Racism, the problem that got Trump elected, has not been solved in the three years of his presidency. The support of whites has not fallen out from under him. Democrats haven’t attempted to appeal to whites with their presidential primary. Many candidates are endorsing reparations for black Americans, an idea that exclusively appeals to black voters. It’s not a bad policy, but it shows a huge contrast between Democratic and Republican rhetoric around race.
These aren’t bad policy, but they don’t appeal to whites like Trump does; “why are we having all these people from shithole countries [African countries and haiti] come here? We should have more people from places like Norway.” In short, American politics have not changed since the last time Trump was elected.
So if the problem of racism, which led to Trump’s reign, hasn’t gone away, how can we expect him to? If the white plurality still leans towards nationalism and supremacy, why are we preparing for a Democratic president? There is something fundamentally delusional about assuming that Trump will not keep his seat as president. In 2016, he was elected because he appealed to whites’ racial fears and prejudices, whereas his opponent did not. What has changed since then? What will change in 2020?
In this election, there isn’t anything you can do. Oregon isn’t a swing state, so in the presidential election, your vote won’t change anything. So in a way, I’m arguing for resignation, acceptance, and partly, despair.

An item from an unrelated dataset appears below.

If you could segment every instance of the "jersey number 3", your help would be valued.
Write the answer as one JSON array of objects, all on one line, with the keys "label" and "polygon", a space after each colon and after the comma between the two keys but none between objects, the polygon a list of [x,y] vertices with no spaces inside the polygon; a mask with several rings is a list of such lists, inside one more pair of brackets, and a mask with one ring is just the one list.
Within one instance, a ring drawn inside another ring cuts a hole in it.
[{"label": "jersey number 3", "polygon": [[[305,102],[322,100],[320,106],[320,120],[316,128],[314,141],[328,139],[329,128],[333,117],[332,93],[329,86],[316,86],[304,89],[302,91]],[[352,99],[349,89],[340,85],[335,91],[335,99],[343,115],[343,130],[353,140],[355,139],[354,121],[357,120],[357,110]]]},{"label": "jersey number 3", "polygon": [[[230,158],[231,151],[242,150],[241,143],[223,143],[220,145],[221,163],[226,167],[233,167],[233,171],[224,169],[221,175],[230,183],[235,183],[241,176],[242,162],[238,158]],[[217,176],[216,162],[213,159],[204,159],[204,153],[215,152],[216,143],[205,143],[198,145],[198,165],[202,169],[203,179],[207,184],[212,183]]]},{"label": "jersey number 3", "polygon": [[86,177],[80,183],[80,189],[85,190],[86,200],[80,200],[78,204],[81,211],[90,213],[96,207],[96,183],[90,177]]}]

Despair is my response to tragedy. These trends, this deep seated racism, are a stain on our country, a country Abraham Lincoln described as “conceived in liberty.” He asked if such a nation could “long endure.” Now it has been taken over by a bigotted demagogue and the systematic racial inequality that gave him the highest honor we can bestow upon a citizen. He is a man who was not qualified for his position but was given it because, unlike his opponent, he and his party appealed to whites. The hatred and racism he espoused during the campaign attracted enough white voters to seat him in the White House, and it is a tragedy. Our president is a tragedy. So I advocate for despair. Wail in the streets if you want. Or maybe, to any Trump fans who continued reading this far, celebrate. Because Trump will win again.